Além disso, o deputado Pablo Muribeca (Republicanos) ainda tem chances de se eleger prefeito. Ele disputará o segundo turno na Serra contra Weversonn Meireles (PDT), que liderou o primeiro turno com 96.995 votos (39,66% dos votos válidos), enquanto Muribeca obteve 61.690 votos (25,21%). O segundo turno será realizado no dia 27 de outubro.

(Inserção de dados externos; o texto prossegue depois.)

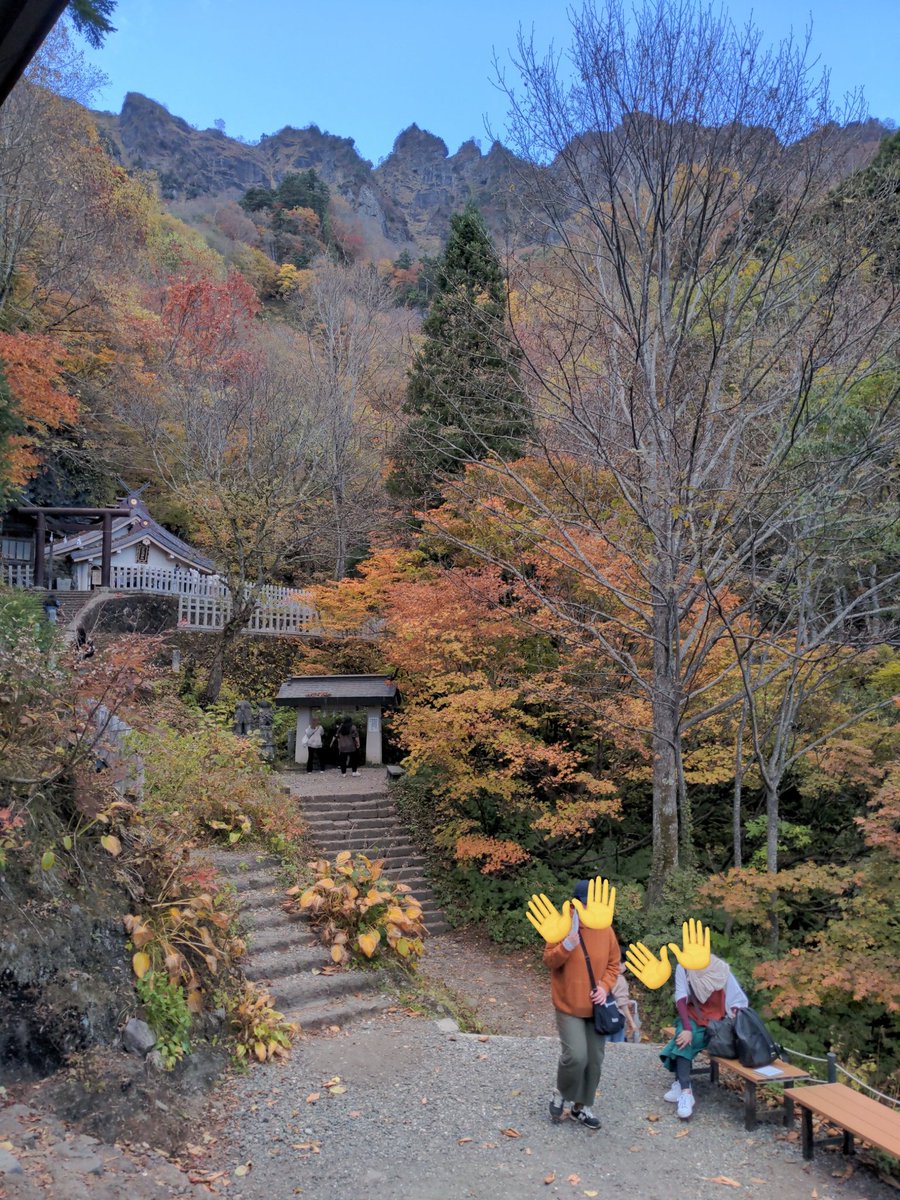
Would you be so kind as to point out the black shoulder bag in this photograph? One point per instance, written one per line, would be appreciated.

Ferraço retorna à prefeitura de Cachoeiro
Theodorico Ferraço, que já foi prefeito de Cachoeiro de Itapemirim quatro vezes, foi eleito com 42,81% dos votos válidos, o equivalente a 44.240 votos. Seu adversário, Léo Camargo (PL), conquistou 23.861 votos (23,09% dos válidos). A vitória de Ferraço foi assegurada pela coligação formada pelos partidos PP, MDB e Novo. Ele terá como vice-prefeito Júnior Corrêa, do Partido Novo.
Ferraço está em seu sétimo mandato como deputado estadual e foi presidente da Ales em três ocasiões. Com sua saída, Marcos Madureira (PP), ex-parlamentar e também de Cachoeiro, deverá assumir sua vaga.

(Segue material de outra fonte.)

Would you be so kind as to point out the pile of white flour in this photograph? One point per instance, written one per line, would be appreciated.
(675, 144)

Linhares escolhe Lucas Scaramussa
Em Linhares, Lucas Scaramussa (Podemos) foi eleito prefeito com 52,92% dos votos válidos, somando 45.024 votos. Ele governará a cidade ao lado de Franco Fiorot (União), dentro da coligação “Linhares Merece Mais”, que reúne PDT, PRD, Podemos, PSB, União e a federação dos partidos PSDB e Cidadania. O atual prefeito, Bruno Marianelli (Republicanos), ficou em segundo lugar com 33.372 votos (39,33%).
O suplente de Scaramussa na Assembleia será Anadelso Pereira, atual vereador de Vila Velha, que foi reeleito em seu município.
As mudanças reforçam a importância das eleições municipais não só para as prefeituras, mas também para a reconfiguração política em outras esferas do poder, como a Assembleia Legislativa.